放射線療法には体外から照射する「外照射療法」と放射線を出す小さな線源を前立腺内挿入する「組織内照射療法」があります。

(外照射療法)

1.3D-CRT(三次元原体照射)

三次元のCT画像で前立腺周囲の立体地図をつくり、最も効果的に当たる方向から照射する方法です。

2.IMRT(強度変調放射線治療)

複数の放射線ビームを組み合わせ、照射量に強弱をつけ、がん細胞に集中して照射する方法です。正常組織への線量を抑えることができ合併症の軽減が期待されます。

3.粒子線療法

水素原子を使った「陽子線治療」や炭素原子の原子核をビームに収束する「重粒子線治療」があります。前立腺がんに対する有効で副作用の少ない療法として注目されていますが、治療可能な施設が限られています。

(組織内照射療法)

1.密封小線源永久挿入治療

線源を永久的に前立腺に埋め込み、体内から放射線を照射する治療法です。放射線量は徐々に減り、1年後にはほぼ放射能の影響を気にする必要はなくなります。

2.高線量率組織内照射療法

外照射療法と内分泌療法を組み合わせることで、前立腺周囲に広がった局所進行がんや高悪性度の限局がんに対しても有効な治療法と言われています。

 

薬物療法

1.内分泌(ホルモン)療法

前立腺がんは男性ホルモン(テストステロン)の影響を受けて大きくなる性質があります。体内の男性ホルモンを低下させたり、その作用を抑制することでがんの増殖を抑える治療法です。

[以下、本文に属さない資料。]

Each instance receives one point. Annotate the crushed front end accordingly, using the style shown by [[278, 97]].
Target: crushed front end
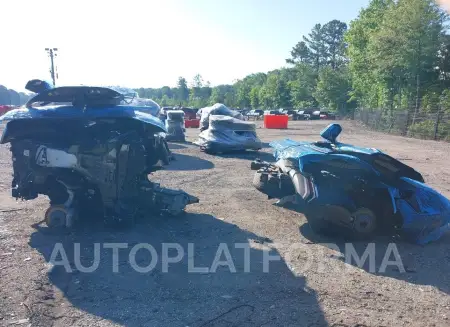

脳下垂体からの男性ホルモンの分泌指令を低下させる注射薬と、男性ホルモンの作用を阻害する内服薬(抗アンドロゲン薬)があります。

2.化学(抗がん剤)療法

前立腺がんの薬物療法の柱は内分泌(ホルモン)療法ですが、それまでの治療で効果が期待されなくなった場合は抗がん剤の治療が行われます。

 

まとめ

前立腺がんの治療は多岐にわたり、治療期間は長期にわたるため、患者さまに合った適切な治療を選択することが重要です
医師は、患者さまの全身状態、年齢、前立腺がんの病期などから治療を提案します。治療による効果だけではなく、治療に伴う合併症や有害事象、予後などについても説明します。

その上で、患者さまはご自身(ご家族)の生活や治療に対する希望を医療者へ伝えていただき、納得できる治療を選択して下さい。

当院では初診時から、検査、治療まで丁寧に説明し、患者さまの意思決定を全力でサポートします

また、手術・放射線治療・化学療法については、基幹病院で入院・通院中も安心して治療を継続していただけるように連携を図っております。